[Foundation-l] An update on localisation in MediaWiki (2009)

Ryan Lomonaco wiki.ral315 at gmail.com
Mon Jan 4 01:20:40 UTC 2010


Forwarded to the list on behalf of Siebrand Mazeland.

----

On 31 December 2007 and 1 January 2008 I sent an e-mail to which this is a
follow up[1,2].

First things first, because not everyone reads e-mails completely:
* MediaWiki localisation (that is the translation of English source messages
to other languages) depends on you! If you speak a language other than
English, care about your language in MediaWiki and Wikimedia and like
translating, go to http://translatewiki.net, register a user and start
contributing translations for MediaWiki and MediaWiki extensions.
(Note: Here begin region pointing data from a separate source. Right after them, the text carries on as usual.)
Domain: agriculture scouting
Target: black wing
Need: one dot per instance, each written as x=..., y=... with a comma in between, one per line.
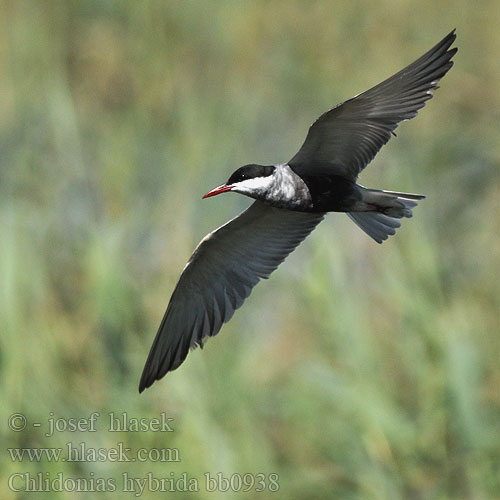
x=346, y=138
x=220, y=275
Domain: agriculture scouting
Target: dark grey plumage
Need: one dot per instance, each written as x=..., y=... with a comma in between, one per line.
x=321, y=177
x=220, y=275
x=346, y=138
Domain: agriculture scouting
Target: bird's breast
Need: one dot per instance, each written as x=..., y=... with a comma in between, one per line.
x=288, y=190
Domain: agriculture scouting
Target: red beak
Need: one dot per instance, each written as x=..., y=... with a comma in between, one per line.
x=218, y=190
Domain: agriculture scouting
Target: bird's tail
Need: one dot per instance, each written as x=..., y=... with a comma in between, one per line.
x=381, y=211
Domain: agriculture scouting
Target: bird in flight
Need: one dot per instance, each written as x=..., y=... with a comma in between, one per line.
x=291, y=199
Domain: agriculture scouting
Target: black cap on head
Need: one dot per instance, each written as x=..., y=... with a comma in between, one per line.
x=250, y=172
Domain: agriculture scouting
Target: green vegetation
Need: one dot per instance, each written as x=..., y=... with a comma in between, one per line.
x=358, y=371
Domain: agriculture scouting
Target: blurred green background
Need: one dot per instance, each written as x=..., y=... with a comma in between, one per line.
x=358, y=371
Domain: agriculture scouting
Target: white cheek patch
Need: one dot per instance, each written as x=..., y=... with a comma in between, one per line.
x=257, y=184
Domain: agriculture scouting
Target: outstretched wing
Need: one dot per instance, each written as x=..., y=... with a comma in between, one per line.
x=346, y=138
x=220, y=275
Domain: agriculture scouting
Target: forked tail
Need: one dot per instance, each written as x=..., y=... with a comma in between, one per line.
x=382, y=211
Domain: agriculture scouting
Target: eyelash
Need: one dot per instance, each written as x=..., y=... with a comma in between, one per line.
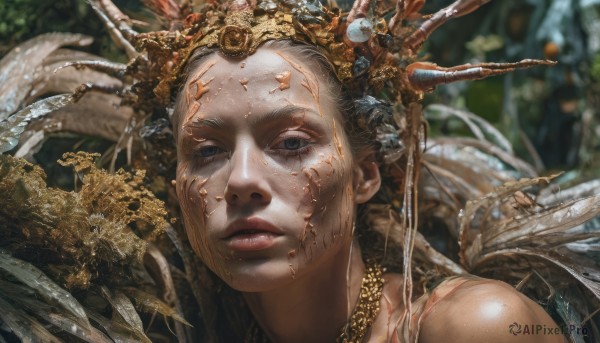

When your
localisation is complete, keep coming back regularly to re-complete it and
do quality control. Thank you in advance for all your contributions and
effort.
* The i18n and L10n area of MediaWiki requires continuous efforts. If this
area of FOSS has your interest: we need your help. Please offer your
development skills to further MediaWiki's i18n, L10n and translation
capabilities[3,4].

All statistics are based on MediaWiki 1.16 alpha, SVN version r60527 (31
December 2009). Comparisons are to MediaWiki 1.14 alpha, SVN version r45277
(1 January 2009).

See http://translatewiki.net/wiki/MediaWiki_2009 for a wiki version of this
message.

==Introduction==
* Localisation or L10n - the process of adapting the software to be as
familiar as possible to a specific locale (topic of this message)
* Internationalisation or i18n - the process of ensuring that an application
is capable of adapting to local requirements (out of scope of this message)

MediaWiki has a user interface definition for 362 languages (up from 348).
Of those languages at least 39 language codes are duplicates and/or serve a
purpose for usability[5]. Reporting on them, however, is not relevant. So
MediaWiki in its current state supports 323 languages (up from 322).
MediaWiki has 346 core language files (up from 326), of which 27 are
redirects from the duplicates/usability group or just empty[6]. So MediaWiki
has an active in-product localisation for 308 languages (up from 299).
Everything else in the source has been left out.